A liturgia é o relógio do monge, seu ritmo, sua respiração. A liturgia é obra de Deus, ação de Deus, convite. É também resposta da comunidade humana, canto e silêncio, escuta e desejo. A liturgia na sua constituição, é tecida por palavras que nos são dadas.

É possível compor um hino, uma oração universal, uma oração… mas uma boa parte da poesia litúrgica nos é dada. Há que acolhê-la, deixar-se atingir por ela, gostemos dela, ou não…atingidos, ou não, por ela… No acolher a liturgia há um apelo ao consentimento, que nem sempre se faz sem combate.

Entrar em poesia litúrgica, supõe entrar em palavras que não são nossas, e sem o querer aceitar que se tornem nossas.

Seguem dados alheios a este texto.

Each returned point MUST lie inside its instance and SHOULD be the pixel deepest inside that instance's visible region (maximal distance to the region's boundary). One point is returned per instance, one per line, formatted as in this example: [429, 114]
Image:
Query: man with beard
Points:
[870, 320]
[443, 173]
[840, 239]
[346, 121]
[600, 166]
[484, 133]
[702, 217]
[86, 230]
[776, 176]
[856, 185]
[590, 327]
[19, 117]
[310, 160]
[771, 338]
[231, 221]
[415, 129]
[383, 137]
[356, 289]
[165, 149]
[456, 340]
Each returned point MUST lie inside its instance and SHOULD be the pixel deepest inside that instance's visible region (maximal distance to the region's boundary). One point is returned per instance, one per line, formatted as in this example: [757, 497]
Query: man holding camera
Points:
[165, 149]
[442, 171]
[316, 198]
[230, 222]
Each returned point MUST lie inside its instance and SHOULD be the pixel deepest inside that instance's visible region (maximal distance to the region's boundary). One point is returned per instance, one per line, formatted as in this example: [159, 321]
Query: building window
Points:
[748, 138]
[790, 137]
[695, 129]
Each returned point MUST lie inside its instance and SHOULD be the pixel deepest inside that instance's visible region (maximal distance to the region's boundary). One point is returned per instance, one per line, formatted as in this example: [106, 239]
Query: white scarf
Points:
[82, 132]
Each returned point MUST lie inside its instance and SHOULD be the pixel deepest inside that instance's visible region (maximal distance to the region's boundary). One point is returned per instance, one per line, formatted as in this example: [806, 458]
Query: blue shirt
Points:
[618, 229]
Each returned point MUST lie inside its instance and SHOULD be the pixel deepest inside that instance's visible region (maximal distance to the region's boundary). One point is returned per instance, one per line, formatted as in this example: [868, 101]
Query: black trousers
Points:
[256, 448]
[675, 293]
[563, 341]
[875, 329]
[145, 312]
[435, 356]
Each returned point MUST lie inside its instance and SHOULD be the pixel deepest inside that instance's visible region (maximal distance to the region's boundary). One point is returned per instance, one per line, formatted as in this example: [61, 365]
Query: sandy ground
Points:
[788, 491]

Isto faz em nós uma abertura; a poesia na liturgia abre-nos, faz espaço em nós, dispõe-nos para uma relação que não é fusão. A liturgia aponta para a comunhão.

São poesia os salmos, essas antigas orações, lidas, cantadas, murmuradas: louvor, lamentação, exultação, memória da história, lei repetida com os lábios… os salmos nos são nos dados, causam resistência, vêm-nos de um além, um tratar a Deus por Tu, como diz Chouraqui.

Não se agarra um salmo como uma coisa que se possui. O salmo é-nos confiado. Como se confia uma partitura a um tocador de flauta, os salmos esperam o nosso sopro para nos tocarem, nos abanarem, e, às vezes nos encantarem. Os salmos fazem-nos sair de nós mesmos, levam-nos a um além, ao encontro de um povo, de uma comunidade para além do tempo e do espaço. Um salmo, lançamo-lo coro a coro, sem esgotá-lo… Lemos, cantamos, escutamos um salmo, passa e volta, sempre antigo e sempre novo.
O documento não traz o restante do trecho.